Глафья лукаво посмотрела на Эмара и тот чуть не поперхнулся.
– Гимны пьет могу. Мать Мира чту.
– Вот и ладно. Я вас научу, как быть. Стиб, ты поел уже?
Мальчуган старательно вылизывал тарелку языком.
– Угу, – буркнул он, не отрываясь от своего дела.
– Тогда поди, погуляй. Там Тоха, дружок твой уже дожидается, поди.

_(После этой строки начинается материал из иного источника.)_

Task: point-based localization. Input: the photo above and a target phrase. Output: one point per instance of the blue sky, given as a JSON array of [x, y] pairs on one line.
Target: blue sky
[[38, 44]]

Стиб залпом выпил молоко, протиснулся между теткой и столом и выпорхнул из комнаты. Ему, конечно, очень хотелось остаться и послушать, как Глафья будет южанина учить, но ослушаться не смел, да и Тоху он давно не видал, а рассказать ему много чего есть. Как только дверь за ним захлопнулась, женщина тут же пересела к массаиту на кровать, и он всем телом ощутил исходящий от нее жар. У него, конечно же, были женщины. Раз в три месяца, на день Матери Мира, в Аммасаит привозили жриц из ее храма, которые делили ложе с массаитами. Но происходило это все в полной темноте, лица их были скрыты под чабалой, специальной тканью через которую рассмотреть было ничего не возможно. Так же жрицы не снимали свою традиционную одежду, укутанные от горла до щиколоток и оголяя лишь одно необходимое для этого дела место. Трогать их запрещали, использовалась одна позиция: женщина снизу, мужчина сверху. При этом ни о каких чувствах, страсти не было и речи. Они просто осуществляли ритуал, чтобы расслабить чресла массаитов и тем самым помочь им в борьбе с уампири. Сейчас же, горели свечи и света было больше, чем достаточно. Глафья испытывала к Эмару огромную симпатию, она вожделела его всем своим роскошным телом и душой в придачу. И он, к своему удивлению, отвечал ей взаимностью. Он даже и не знал, что ему нравятся женщины с такими формами. Ведь все жрицы, с которыми он спал, словно доска для стирки: худые и жесткие. Да, он испытывал к ним влечение, но это было сродни желания утолить голод пищей. Сейчас же он чувствовал, как его смуглое лицо наливается краской, ладошки потеют, губы пересыхают, дыхание перехватывает, сердце начинает биться все быстрее и быстрее, а в чреслах разгорается огонь. Он повернулся к Глафьи. Та не сводила с него своих черных, влажных глаз, в которых горело такое же желание, как и у него.
– Я тебя научу, – прошептала она, – только немного поз…
Договорить ей Эмар не дал, закрыв рот поцелуем. То, что происходило с массаитом этой ночью, он никогда раньше не испытывал. Он словно оказался в другом мире, до этого ему не ведомом. И мир этот был божественен.